Friday, Apr. 11, 1969
Upset in Wisconsin
Wisconsin's Seventh District, a picturesque region of forests, lakes and dairy farms, has long been an unassailable Republican stronghold. Before last week, the Seventh had not sent a single Democrat to Congress in this century, and it elected Melvin Laird to nine consecutive terms on Capitol Hill before he moved to the Pentagon. Thus, as the G.O.P. nominee in a special election held last week to choose Laird's successor, State Senator Walter J. Chilsen felt pretty good about his chances. Chilsen, 45, a former television newscaster from Wausau, felt so good, in fact, that he rather imprudently billed his campaign as "a referendum on the Nixon Administration." That was hardly the case, but his coattail reference may well haunt the G.O.P. While Chilsen conducted a languid campaign, Democratic State Assemblyman David Obey (pronounced Oh-bee) ran at full throttle all the way and edged his opponent, 63,592 votes to 59,512.

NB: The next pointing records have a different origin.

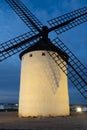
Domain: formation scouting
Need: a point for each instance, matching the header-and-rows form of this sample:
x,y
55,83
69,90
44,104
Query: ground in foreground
x,y
10,121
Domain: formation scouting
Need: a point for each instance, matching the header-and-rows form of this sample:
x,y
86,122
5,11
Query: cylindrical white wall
x,y
43,87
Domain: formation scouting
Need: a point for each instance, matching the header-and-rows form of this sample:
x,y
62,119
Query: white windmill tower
x,y
43,84
43,88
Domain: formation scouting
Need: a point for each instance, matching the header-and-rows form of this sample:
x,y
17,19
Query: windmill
x,y
46,63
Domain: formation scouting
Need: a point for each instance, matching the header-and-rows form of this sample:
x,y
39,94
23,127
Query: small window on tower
x,y
43,54
30,55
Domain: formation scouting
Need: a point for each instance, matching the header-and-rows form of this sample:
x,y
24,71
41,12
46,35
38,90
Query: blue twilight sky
x,y
11,26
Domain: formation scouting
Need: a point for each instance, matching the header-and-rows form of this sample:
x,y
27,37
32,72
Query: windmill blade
x,y
17,44
69,20
29,19
76,71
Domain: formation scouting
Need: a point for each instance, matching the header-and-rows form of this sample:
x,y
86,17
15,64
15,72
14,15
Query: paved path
x,y
10,121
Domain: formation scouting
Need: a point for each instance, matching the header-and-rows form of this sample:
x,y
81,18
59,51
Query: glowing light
x,y
78,109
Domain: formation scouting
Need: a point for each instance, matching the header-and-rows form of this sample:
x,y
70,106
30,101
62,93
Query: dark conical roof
x,y
43,45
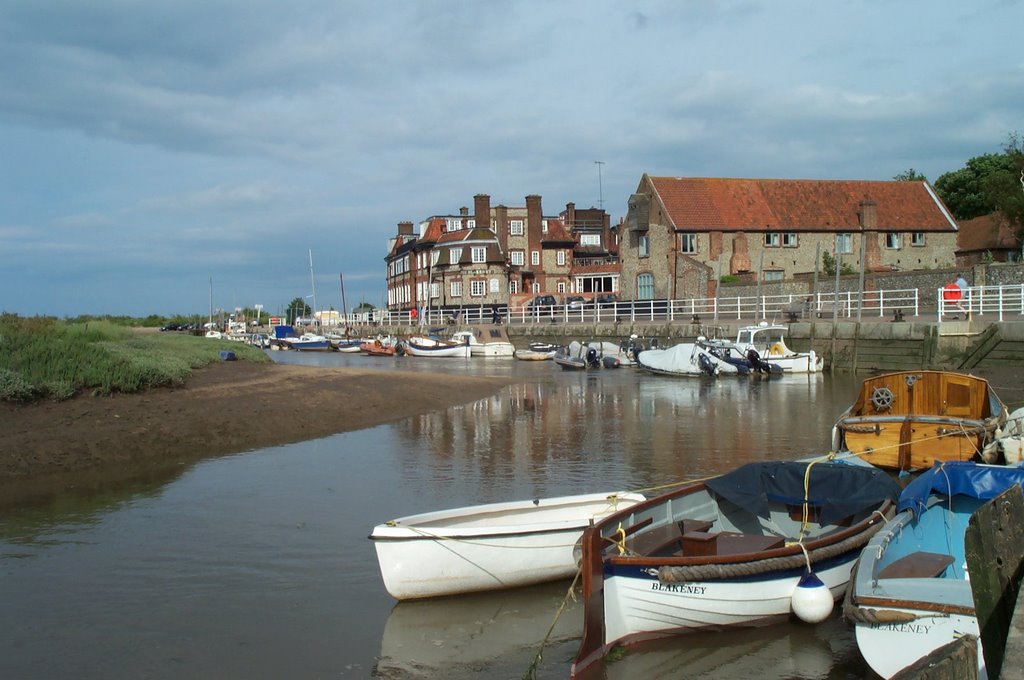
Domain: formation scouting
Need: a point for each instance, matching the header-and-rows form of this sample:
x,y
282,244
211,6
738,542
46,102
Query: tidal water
x,y
257,564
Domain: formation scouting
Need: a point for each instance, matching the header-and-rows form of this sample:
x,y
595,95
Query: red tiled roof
x,y
733,205
991,231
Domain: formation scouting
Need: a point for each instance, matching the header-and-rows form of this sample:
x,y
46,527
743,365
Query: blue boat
x,y
910,592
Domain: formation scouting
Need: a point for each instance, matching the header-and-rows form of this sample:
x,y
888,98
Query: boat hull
x,y
491,547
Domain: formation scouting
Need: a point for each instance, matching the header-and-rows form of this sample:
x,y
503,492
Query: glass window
x,y
844,243
645,287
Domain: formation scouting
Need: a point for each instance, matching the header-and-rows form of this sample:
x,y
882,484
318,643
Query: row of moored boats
x,y
763,543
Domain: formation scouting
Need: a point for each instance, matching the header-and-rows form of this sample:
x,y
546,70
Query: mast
x,y
312,282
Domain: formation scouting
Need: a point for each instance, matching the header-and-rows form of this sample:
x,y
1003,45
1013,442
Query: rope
x,y
530,673
714,571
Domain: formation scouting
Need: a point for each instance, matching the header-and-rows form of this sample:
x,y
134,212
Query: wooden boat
x,y
910,592
487,341
727,552
434,347
487,547
909,419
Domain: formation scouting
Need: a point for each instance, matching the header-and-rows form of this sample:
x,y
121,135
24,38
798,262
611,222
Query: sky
x,y
165,158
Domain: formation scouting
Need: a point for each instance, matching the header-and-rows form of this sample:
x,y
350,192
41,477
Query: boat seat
x,y
918,565
704,544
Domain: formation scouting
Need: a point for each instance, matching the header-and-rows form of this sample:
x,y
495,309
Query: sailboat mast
x,y
312,281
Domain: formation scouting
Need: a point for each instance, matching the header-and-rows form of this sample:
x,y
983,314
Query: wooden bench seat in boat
x,y
666,540
702,544
918,565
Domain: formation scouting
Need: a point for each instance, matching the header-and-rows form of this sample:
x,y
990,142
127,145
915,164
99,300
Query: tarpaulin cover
x,y
839,490
960,477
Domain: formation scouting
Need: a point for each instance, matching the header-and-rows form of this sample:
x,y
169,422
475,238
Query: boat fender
x,y
811,599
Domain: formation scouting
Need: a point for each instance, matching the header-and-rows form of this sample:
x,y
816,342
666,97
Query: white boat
x,y
731,551
910,593
420,346
486,341
487,547
686,358
768,343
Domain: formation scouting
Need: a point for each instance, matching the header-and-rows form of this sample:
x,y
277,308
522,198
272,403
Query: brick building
x,y
683,235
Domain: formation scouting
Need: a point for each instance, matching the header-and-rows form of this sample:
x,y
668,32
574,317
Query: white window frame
x,y
688,243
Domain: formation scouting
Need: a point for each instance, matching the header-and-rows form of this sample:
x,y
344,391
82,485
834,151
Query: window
x,y
645,287
844,243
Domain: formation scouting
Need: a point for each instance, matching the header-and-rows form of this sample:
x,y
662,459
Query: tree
x,y
910,175
980,187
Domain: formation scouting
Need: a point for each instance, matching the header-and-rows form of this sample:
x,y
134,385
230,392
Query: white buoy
x,y
812,601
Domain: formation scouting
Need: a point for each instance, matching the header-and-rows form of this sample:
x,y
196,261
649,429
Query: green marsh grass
x,y
44,357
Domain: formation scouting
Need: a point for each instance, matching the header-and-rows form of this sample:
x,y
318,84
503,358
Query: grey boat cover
x,y
839,490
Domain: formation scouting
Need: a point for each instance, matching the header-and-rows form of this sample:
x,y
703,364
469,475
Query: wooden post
x,y
994,548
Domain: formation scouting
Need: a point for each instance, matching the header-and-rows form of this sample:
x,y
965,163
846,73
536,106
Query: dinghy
x,y
487,547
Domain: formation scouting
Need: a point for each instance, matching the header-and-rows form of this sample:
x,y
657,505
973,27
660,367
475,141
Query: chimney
x,y
868,215
481,209
534,218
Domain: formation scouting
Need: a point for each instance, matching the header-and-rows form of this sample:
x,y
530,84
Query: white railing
x,y
978,300
769,307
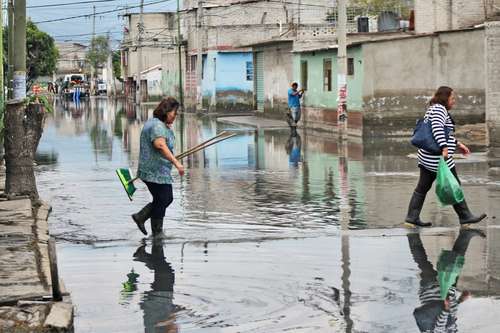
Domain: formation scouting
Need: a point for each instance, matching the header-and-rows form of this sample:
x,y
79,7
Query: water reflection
x,y
157,303
307,192
438,291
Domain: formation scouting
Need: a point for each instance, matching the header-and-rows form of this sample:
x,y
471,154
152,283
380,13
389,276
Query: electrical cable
x,y
100,13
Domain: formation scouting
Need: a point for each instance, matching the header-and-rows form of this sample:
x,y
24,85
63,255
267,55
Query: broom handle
x,y
203,143
194,150
197,148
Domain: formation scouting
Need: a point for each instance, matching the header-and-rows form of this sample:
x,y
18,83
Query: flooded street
x,y
268,232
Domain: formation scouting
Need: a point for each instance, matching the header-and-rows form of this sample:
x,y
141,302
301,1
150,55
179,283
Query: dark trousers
x,y
162,198
427,178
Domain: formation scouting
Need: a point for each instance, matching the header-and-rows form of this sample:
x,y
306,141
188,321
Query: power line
x,y
68,4
99,13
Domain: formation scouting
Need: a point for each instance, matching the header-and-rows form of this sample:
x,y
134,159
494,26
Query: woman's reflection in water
x,y
157,302
438,292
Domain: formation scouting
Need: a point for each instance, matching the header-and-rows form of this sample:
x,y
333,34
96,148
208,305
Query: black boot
x,y
413,216
157,227
464,214
142,216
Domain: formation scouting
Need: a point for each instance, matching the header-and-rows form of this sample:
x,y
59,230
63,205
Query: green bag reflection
x,y
449,266
448,189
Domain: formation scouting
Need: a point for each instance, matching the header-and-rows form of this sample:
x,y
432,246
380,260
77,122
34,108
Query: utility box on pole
x,y
19,77
199,57
342,67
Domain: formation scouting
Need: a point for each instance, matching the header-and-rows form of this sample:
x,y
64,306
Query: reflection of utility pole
x,y
199,57
344,219
179,53
110,88
2,90
10,75
140,30
342,67
92,65
19,78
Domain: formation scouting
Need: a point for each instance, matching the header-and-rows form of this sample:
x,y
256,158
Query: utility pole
x,y
110,79
140,31
2,90
19,77
199,57
179,53
92,65
10,58
342,68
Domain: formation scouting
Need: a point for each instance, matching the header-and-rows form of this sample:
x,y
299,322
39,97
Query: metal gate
x,y
259,81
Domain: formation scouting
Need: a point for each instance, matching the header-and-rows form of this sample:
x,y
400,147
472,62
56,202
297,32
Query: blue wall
x,y
225,75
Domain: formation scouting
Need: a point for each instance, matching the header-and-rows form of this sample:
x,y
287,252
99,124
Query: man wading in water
x,y
156,158
294,97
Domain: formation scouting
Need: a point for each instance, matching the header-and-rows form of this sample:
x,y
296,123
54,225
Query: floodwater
x,y
268,232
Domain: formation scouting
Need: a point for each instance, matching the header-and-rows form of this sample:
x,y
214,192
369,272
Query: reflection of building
x,y
71,58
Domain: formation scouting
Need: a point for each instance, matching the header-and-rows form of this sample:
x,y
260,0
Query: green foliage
x,y
117,67
40,99
98,51
41,53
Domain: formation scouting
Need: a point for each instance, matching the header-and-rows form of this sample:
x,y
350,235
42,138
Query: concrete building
x,y
273,70
226,25
71,58
391,78
439,15
158,32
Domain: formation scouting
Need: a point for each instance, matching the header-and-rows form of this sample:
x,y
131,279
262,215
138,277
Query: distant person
x,y
157,303
293,148
156,159
294,97
438,293
439,116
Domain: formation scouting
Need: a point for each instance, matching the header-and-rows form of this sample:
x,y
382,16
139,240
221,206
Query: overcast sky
x,y
66,30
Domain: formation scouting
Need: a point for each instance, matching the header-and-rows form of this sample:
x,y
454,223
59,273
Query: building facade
x,y
71,58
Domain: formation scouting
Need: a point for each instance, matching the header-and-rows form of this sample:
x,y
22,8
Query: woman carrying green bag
x,y
439,116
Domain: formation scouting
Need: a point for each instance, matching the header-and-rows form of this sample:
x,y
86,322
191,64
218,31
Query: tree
x,y
98,52
42,53
117,69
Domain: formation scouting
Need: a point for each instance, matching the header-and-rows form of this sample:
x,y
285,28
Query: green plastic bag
x,y
448,189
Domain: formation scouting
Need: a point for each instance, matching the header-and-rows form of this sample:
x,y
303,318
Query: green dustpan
x,y
125,176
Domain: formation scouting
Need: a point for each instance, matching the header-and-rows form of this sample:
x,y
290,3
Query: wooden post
x,y
54,274
22,133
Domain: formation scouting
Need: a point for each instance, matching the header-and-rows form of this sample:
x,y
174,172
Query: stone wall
x,y
400,76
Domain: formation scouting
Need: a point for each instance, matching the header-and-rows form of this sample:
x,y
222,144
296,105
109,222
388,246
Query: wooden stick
x,y
197,148
203,143
192,151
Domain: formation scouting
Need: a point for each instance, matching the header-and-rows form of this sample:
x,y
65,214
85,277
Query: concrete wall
x,y
278,74
320,106
493,90
225,85
170,72
401,76
439,15
71,58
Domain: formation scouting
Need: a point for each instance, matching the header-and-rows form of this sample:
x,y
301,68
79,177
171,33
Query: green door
x,y
259,81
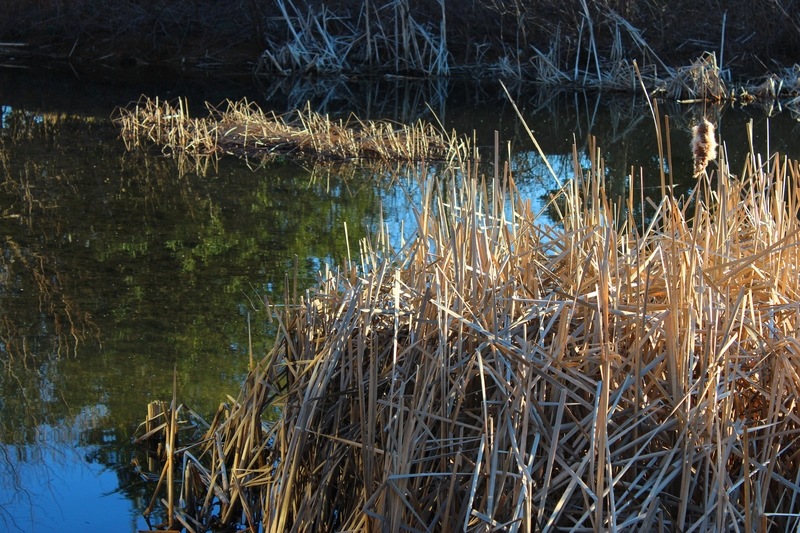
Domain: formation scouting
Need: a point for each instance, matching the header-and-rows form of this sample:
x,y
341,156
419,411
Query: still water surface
x,y
118,269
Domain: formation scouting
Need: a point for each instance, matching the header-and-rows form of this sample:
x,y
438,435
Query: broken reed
x,y
496,372
243,129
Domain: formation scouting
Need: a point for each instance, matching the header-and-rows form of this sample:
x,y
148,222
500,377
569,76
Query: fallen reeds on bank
x,y
498,373
243,129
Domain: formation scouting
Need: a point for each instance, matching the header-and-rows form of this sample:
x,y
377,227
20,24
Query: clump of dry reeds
x,y
499,373
243,129
703,145
701,81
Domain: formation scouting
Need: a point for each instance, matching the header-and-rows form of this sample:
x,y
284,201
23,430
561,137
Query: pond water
x,y
119,270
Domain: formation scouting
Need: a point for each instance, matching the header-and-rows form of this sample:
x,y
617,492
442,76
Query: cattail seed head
x,y
704,145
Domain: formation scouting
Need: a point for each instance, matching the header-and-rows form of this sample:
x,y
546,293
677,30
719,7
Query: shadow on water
x,y
117,268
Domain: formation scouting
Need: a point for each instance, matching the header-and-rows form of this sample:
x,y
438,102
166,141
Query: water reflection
x,y
115,267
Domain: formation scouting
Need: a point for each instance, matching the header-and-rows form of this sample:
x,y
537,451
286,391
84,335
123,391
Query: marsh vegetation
x,y
492,370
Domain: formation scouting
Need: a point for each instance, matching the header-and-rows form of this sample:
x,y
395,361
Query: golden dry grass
x,y
243,129
500,373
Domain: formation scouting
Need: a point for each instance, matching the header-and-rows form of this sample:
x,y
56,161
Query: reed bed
x,y
494,372
243,129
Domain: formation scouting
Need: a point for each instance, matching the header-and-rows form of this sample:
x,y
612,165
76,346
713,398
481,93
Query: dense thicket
x,y
421,37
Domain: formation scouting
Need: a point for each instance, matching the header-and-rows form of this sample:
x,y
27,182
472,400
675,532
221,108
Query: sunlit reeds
x,y
243,129
703,145
499,373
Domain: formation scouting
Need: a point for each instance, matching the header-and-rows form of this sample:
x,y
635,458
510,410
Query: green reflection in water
x,y
116,268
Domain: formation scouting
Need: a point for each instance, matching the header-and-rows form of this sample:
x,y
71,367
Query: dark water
x,y
119,269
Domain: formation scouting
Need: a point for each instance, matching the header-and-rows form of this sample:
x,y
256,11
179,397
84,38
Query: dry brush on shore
x,y
496,372
244,130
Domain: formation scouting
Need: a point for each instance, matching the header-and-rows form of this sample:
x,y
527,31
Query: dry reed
x,y
499,373
703,145
243,129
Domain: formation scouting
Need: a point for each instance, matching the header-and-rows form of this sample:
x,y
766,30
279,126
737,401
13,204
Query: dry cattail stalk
x,y
704,145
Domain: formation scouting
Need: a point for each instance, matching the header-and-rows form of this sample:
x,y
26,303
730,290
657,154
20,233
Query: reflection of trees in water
x,y
143,266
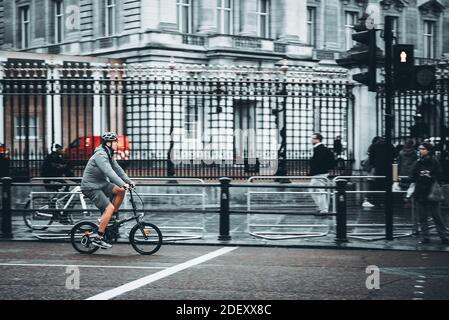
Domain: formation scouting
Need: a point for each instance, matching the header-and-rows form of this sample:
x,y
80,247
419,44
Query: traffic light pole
x,y
389,90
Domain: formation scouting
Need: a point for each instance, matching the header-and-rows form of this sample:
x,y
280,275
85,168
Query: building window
x,y
311,23
59,21
263,15
184,16
33,130
350,20
429,39
191,117
24,14
395,27
109,17
224,16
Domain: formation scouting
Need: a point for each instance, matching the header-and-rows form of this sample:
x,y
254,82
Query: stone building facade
x,y
260,34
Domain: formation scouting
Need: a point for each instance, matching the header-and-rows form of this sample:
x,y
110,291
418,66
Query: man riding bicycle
x,y
105,183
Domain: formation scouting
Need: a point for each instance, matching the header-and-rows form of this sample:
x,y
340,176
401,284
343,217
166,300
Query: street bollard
x,y
341,211
224,209
6,208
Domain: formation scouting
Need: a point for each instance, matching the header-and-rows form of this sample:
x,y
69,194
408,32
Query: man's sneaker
x,y
99,242
367,204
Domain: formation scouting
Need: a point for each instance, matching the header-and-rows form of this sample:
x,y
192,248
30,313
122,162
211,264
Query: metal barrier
x,y
271,235
224,210
372,236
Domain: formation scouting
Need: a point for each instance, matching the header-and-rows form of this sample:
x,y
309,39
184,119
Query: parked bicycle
x,y
145,237
44,213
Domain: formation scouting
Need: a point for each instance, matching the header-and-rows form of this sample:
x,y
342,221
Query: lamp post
x,y
170,164
282,151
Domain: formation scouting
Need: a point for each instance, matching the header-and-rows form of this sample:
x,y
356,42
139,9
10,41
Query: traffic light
x,y
366,57
403,67
406,75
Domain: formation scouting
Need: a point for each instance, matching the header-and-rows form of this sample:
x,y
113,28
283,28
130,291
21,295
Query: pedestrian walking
x,y
321,163
426,174
406,161
381,156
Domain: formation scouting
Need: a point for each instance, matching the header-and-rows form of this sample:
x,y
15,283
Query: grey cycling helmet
x,y
108,136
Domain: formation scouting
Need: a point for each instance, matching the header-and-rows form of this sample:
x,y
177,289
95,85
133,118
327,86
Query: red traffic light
x,y
403,55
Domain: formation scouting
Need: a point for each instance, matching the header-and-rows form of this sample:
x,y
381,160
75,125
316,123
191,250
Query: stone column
x,y
54,101
293,25
207,17
2,110
97,118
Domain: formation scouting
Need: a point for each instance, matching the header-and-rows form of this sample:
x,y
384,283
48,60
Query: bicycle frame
x,y
136,216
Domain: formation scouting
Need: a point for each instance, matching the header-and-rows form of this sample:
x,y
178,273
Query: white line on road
x,y
159,275
74,265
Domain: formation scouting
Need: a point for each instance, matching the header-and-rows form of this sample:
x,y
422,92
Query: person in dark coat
x,y
321,163
406,161
425,173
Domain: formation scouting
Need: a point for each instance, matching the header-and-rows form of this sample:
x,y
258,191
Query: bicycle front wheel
x,y
82,235
40,218
145,238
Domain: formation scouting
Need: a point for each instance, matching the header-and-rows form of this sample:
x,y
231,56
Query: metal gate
x,y
180,121
422,115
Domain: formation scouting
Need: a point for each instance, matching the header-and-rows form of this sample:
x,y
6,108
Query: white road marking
x,y
75,265
159,275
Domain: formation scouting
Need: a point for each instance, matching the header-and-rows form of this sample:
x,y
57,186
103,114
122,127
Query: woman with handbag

Taxes and Milk. Intellectual and seemingly inexhaustible, Obey, 30, healed party wounds that have festered since the Chicago convention, and got popular Senator Gaylord Nelson to stump for him in eleven of the district's 15 counties. He had two important factors going for him. One was that reapportionment shifts had cut into Republican strength--a fact that went all but unnoticed last year because Laird had amassed 64.5% of the vote. Another was Republican Governor Warren Knowles' proposal to balance a $25 million budget deficit by raising taxes, a move endorsed by Chilsen. The day before the election, the G.O.P. almost certainly lost hundreds of dairy farmers' votes when Agriculture Secretary Clifford Hardin announced that he did not support 90% parity for milk prices.
Chilsen later conceded gamely that "there was overconfidence from Washington to Wausau." Overconfidence was certainly not one of Obey's deficiencies during the race--or later, for that matter. The morning after his victory, Obey was at the gates of the Wausau Paper Mills plant in nearby Brokaw at dawn to thank workers for their votes.